Publié le 06-07-2026

La Méditerranée ''bouillonne'' : quel impact pour la Tunisie ?

L’ingénieur de l’Institut national de la météorologie, Mehrez Ghanouchi, a publié une analyse mettant en garde contre la hausse exceptionnelle des températures de surface des mers et des océans à l’échelle mondiale, estimant que les données actuelles illustrent l’accélération des effets du changement climatique.



La Méditerranée ''bouillonne'' : quel impact pour la Tunisie ?

Des températures record dans les océans

S’appuyant sur les données du Copernicus Marine Service, Mahrez Ghanouchi indique que l’anomalie thermique mondiale a atteint environ +0,5 °C le 30 juin 2026, soit le niveau le plus élevé jamais enregistré pour cette période depuis le début des observations modernes en 1993.

La carte montre une domination des couleurs jaune, orange et rouge sur la majorité des surfaces maritimes, signe que la plupart des mers et océans sont aujourd’hui plus chauds que leurs normales climatiques.

Des signes compatibles avec El Niño

Selon lui, la présence d’une vaste bande d’eaux chaudes dans le Pacifique équatorial constitue l’une des signatures caractéristiques du phénomène El Niño.

Ce phénomène se produit lorsque les alizés s’affaiblissent, permettant aux eaux chaudes de se déplacer vers l’est le long de l’équateur, ce qui entraîne une hausse des températures de surface de l’océan et influence le climat à l’échelle mondiale.

Il précise toutefois que cette seule carte ne suffit pas à confirmer officiellement la présence d’El Niño, puisqu’elle ne représente qu’une situation observée sur une seule journée.
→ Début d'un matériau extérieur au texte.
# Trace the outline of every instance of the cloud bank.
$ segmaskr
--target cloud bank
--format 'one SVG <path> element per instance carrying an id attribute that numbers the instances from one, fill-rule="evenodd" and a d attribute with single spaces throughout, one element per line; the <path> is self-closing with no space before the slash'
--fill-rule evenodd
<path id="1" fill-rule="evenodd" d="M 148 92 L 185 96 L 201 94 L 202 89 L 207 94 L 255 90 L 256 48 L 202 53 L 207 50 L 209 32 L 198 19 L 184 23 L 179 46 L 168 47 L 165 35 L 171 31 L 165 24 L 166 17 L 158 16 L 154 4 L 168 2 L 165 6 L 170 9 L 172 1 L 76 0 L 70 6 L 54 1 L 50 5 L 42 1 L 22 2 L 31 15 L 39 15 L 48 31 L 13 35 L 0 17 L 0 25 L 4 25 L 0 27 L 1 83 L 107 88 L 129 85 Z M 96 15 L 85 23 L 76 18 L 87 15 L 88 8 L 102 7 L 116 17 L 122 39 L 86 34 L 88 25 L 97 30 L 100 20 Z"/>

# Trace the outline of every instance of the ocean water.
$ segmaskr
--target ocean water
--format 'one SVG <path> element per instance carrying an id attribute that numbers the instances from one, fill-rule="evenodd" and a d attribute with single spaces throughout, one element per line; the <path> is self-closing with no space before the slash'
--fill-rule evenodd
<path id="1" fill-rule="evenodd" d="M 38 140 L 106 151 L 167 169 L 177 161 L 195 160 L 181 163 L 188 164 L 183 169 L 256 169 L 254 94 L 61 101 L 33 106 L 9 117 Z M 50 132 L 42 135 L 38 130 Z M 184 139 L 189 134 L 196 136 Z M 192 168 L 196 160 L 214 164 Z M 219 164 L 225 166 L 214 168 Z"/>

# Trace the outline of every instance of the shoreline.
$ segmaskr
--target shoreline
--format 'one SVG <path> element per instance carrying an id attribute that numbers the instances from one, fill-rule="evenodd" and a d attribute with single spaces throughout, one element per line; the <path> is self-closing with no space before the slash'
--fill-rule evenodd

Elle constitue néanmoins un signal climatique important.

Pourquoi cette situation est-elle préoccupante ?

Mehrez Ghanouchi rappelle que les océans absorbent plus de 90 % de l’excès de chaleur généré par le réchauffement climatique. Lorsqu’ils se réchauffent, ils deviennent une source supplémentaire d’énergie et d’humidité pour l’atmosphère.

Cette situation peut entraîner :Des vagues de chaleur plus longues et plus intenses, Des pluies orageuses plus abondantes lorsque les conditions sont réunies, Un renforcement de certaines tempêtes et dépressions, Une élévation du niveau de la mer à long terme, Des perturbations des écosystèmes marins et un déclin de certaines ressources halieutiques.

Quelles conséquences pour la Tunisie ?

L’ingénieur souligne que la Tunisie se situe au cœur de la Méditerranée, l’une des régions du monde qui se réchauffent le plus rapidement, ce qui la rend particulièrement vulnérable aux effets du changement climatique.

Parmi les principales conséquences possibles figurent :Une hausse des températures estivales, Des nuits plus chaudes et plus humides, notamment sur les régions côtières, Une mer chaude jusqu’à la fin de l’automne, Un risque accru d’épisodes orageux violents et de fortes pluies lorsque les conditions météorologiques sont favorables, Une pression supplémentaire sur les ressources en eau, l’agriculture et le secteur maritime.

Une précision importante

Mehrez Ghanouchi insiste sur le fait que le réchauffement de la mer ne signifie pas automatiquement que chaque dépression sera violente ou que chaque automne sera très pluvieux. Plusieurs facteurs météorologiques doivent être réunis simultanément pour déclencher des phénomènes extrêmes.

En revanche, une mer plus chaude augmente la probabilité d’événements météorologiques extrêmes lorsque les conditions sont réunies.

Pour Mehrez Ghanouchi, ce qui est observé aujourd’hui ne constitue pas une simple variation passagère, mais bien un indicateur d’un monde qui continue de se réchauffer. Si les émissions de gaz à effet de serre se poursuivent au rythme actuel, la Tunisie et l’ensemble du bassin méditerranéen feront partie des régions les plus exposées aux vagues de chaleur, à la sécheresse et aux phénomènes météorologiques extrêmes au cours des prochaines décennies.